Go by Example

Number Parsing

strconv.Atoi and ParseInt for integers, ParseFloat for floats, FormatInt and Itoa for the reverse, and error handling on invalid input.

The strconv package converts between strings and numeric types. Atoi is a shorthand for converting a decimal string to int; the Parse* functions give full control over base and bit size.

strconv.Atoi converts a decimal string to int. It returns both the value and an error.
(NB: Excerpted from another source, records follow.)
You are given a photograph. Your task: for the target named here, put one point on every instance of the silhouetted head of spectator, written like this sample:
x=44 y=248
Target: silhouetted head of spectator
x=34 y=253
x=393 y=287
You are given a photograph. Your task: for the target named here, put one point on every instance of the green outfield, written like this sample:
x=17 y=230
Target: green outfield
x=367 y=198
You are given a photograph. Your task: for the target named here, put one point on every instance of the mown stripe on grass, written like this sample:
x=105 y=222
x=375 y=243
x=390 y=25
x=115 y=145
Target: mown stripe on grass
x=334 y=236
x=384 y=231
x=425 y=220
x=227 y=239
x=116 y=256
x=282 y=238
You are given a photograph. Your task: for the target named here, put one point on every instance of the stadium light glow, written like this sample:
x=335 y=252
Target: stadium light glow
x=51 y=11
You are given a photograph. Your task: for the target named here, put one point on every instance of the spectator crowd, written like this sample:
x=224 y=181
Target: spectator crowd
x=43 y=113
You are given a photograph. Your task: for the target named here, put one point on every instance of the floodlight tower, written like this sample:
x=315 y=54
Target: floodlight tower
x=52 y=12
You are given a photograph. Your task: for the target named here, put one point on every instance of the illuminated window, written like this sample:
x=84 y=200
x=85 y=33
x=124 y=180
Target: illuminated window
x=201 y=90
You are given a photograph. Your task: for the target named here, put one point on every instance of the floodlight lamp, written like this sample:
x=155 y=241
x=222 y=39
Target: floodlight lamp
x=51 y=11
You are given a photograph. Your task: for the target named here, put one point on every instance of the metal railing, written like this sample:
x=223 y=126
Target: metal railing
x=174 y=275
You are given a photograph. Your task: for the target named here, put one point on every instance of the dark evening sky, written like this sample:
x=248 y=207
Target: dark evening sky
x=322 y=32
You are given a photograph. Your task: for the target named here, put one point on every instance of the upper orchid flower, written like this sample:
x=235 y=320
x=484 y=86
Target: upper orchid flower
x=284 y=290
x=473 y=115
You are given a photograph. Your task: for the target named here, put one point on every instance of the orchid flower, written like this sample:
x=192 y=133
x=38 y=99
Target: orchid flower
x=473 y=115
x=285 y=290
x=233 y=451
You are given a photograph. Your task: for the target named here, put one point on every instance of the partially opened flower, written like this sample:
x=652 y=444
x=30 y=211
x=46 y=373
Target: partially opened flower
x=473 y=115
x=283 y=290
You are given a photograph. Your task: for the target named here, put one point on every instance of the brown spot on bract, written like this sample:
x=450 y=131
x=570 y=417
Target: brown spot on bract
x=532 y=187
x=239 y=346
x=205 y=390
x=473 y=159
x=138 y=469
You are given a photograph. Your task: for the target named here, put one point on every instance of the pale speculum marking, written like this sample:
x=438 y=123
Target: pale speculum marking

Always check the error - a failed parse returns 0, which is also a valid integer.

package main
 
import (
    "fmt"
    "strconv"
)
 
func main() {
    n, err := strconv.Atoi("42")
    if err != nil {
        panic(err)
    }
    fmt.Println(n) // 42
 
    _, err = strconv.Atoi("abc")
    fmt.Println(err) // strconv.Atoi: parsing "abc": invalid syntax
}

strconv.ParseInt parses a string in any base (2–36) and returns an int64. The bitSize argument (8, 16, 32, 64) specifies the integer type the result must fit into - it does not limit the input string, only the return type's range.

package main
 
import (
    "fmt"
    "strconv"
)
 
func main() {
    // base 10, fits in int64
    i64, _ := strconv.ParseInt("255", 10, 64)
    fmt.Println(i64) // 255
 
    // base 2 (binary)
    bin, _ := strconv.ParseInt("11111111", 2, 64)
    fmt.Println(bin) // 255
 
    // base 16 (hex), constrained to int8 range
    _, err := strconv.ParseInt("200", 16, 8) // 0x200 = 512, overflows int8
    fmt.Println(err)
}

strconv.ParseFloat converts a string to float64 or float32. strconv.FormatInt and strconv.Itoa go the other direction - number to string.

package main
 
import (
    "fmt"
    "strconv"
)
 
func main() {
    f, _ := strconv.ParseFloat("3.14159", 64)
    fmt.Printf("%.5f\n", f) // 3.14159
 
    // int to string
    s := strconv.Itoa(42)
    fmt.Println(s + " is the answer") // 42 is the answer
 
    // int64 to hex string
    hex := strconv.FormatInt(255, 16)
    fmt.Println(hex) // ff
}

In production

Always check the error from strconv functions - a 0 return on failure is the zero value, not a successfully parsed zero. ParseInt's bitSize parameter specifies the target type's range, not a cap on the input string; passing "200" with bitSize=8 returns an overflow error because 200 doesn't fit in an int8, but the string itself is still valid. Prefer strconv over fmt.Sscanf for number parsing: Sscanf is slower, less precise, and its error messages are harder to act on. In HTTP handlers that parse numeric path or query parameters, always validate with strconv at the boundary and return a 400 before the parsed value reaches business logic.